Tuesday, September 6, 2016

Review: All Quiet on the Western Front

All Quiet on the Western Front All Quiet on the Western Front by Erich Maria Remarque
My rating: 5 of 5 stars

I read this one as a kind of expiation for my having read Barbara Tuchman’s The Guns of August last week. There were parts I admired about that book – above all her clean prose and her ability to recover a lost socio-political context – but something troubled me. I knew that stories of kings’ or emperors’ piques, or generals’ ‘wheels’ and ‘advances,’ didn’t tell all the war – certainly not the important parts of the war – and I felt I owed something to that vast sea of suffering we call World War I.

Now that I’ve read this – which is every bit the masterpiece its reputation gives it – I’m ready to declare Tuchman’s book flat-out immoral. Paul’s war in this book is so much more (and, from Tuchman’s vantage, so much less) than that story, that the experiences seem to wrestle which each other to wear the stamp of truth.

And, if only one version of World War I can go down as the truth, I’ll insist on this one over hers any time. To do otherwise is to let slip an implicit lie: that war is, as Clausewitz said, “politics by other means.”

There is nothing political about All Quiet on the Western Front.
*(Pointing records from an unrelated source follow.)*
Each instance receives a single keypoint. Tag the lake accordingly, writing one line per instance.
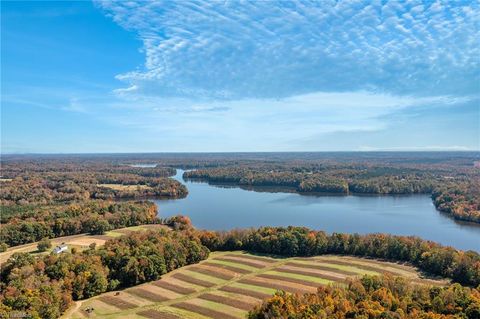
(226, 207)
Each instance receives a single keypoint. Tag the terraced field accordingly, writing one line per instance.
(228, 284)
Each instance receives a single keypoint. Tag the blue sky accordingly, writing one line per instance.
(239, 76)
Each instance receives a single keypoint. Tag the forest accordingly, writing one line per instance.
(46, 199)
(374, 298)
(454, 190)
(46, 286)
(94, 217)
(53, 196)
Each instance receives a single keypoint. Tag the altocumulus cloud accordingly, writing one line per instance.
(297, 75)
(276, 49)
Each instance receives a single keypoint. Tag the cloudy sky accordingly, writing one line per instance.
(160, 76)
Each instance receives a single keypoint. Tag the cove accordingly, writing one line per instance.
(226, 207)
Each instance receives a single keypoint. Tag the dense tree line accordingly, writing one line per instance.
(93, 217)
(462, 267)
(334, 180)
(48, 188)
(45, 287)
(374, 298)
(461, 200)
(455, 192)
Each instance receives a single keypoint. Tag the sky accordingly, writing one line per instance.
(225, 76)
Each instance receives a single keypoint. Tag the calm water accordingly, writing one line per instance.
(219, 208)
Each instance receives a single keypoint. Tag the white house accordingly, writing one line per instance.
(60, 249)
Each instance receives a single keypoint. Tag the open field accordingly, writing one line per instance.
(228, 284)
(80, 241)
(121, 187)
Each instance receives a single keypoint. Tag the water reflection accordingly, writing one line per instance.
(226, 206)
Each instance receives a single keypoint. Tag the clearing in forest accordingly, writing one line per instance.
(228, 284)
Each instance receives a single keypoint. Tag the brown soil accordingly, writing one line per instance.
(228, 267)
(322, 267)
(117, 302)
(145, 294)
(217, 273)
(294, 280)
(273, 285)
(228, 301)
(359, 266)
(172, 287)
(245, 292)
(203, 311)
(316, 274)
(192, 280)
(240, 261)
(257, 258)
(155, 314)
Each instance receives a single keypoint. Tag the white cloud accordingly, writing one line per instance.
(282, 48)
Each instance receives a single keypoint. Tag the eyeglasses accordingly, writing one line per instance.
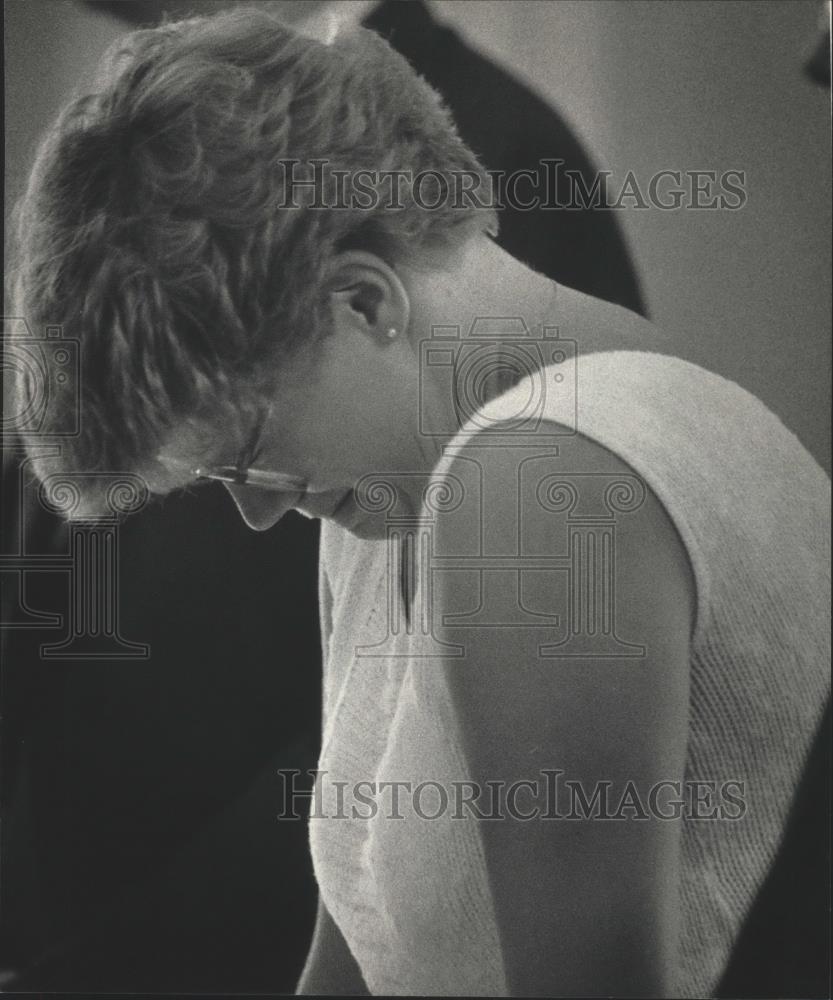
(242, 473)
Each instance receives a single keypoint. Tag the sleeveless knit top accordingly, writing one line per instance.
(411, 897)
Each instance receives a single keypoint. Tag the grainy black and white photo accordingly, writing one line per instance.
(416, 498)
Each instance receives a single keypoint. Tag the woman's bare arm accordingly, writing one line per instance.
(585, 907)
(330, 969)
It is human in the deepest sense. Our narrator’s suffering and endurance earn our admiration regardless of the side he’s fighting for.

In one of the most harrowing scenes, he has managed to kill a French soldier who’s jumped into the same crater in which he’s taken shelter. He’s killed to keep from dying himself, but he’s seized with a sudden sense of the wrong he’s committed. He then carries on a long soliloquy with the dying/dead man. He allows himself to glimpse the other man’s life, looking at the letters he’s received and the pictures of the family he’s left behind. Then, even as he does so, he feels himself hardening his heart, feels himself withdrawing the sympathy that came so naturally.

It’s a scene that feels as authentic as any I can imagine about the horrors we subject our soldiers to. Tuchman’s generals and kings make the decisions, but you can’t say, after reading this, that they make the war. The war happens instead through the character, the bravery, the fear, the decency, and inhumanity, of the individual soldiers who suffer through it.

I’m tempted to compare this as well to Hemingway’s The Sun Also Rises as competing masterpieces of the moment. The trouble is that much of Hemingway’s genius comes in the style he developed for insinuating his story more than for the indirect way in which he tells it. This is a direct account, one more naturalistic (and therefore less Modern), but one that’s equally devastating.

I can’t know the quality of the translation here, but a couple lines do stand out. He writes early, “We are 18 and have begun to love life. Then we have to shoot it to pieces.” And at the end, when he is wrapping up a visit to the medics, “A hospital alone shows we are warriors,” asserting that there is no grandeur to their bravery, only a bodily suffering.

This is remarkable from its tight, direct beginning to its final sentences. If you get the chance, read it. More importantly, if you hear too much in our politics or our history celebrating the possibility of war, read it again.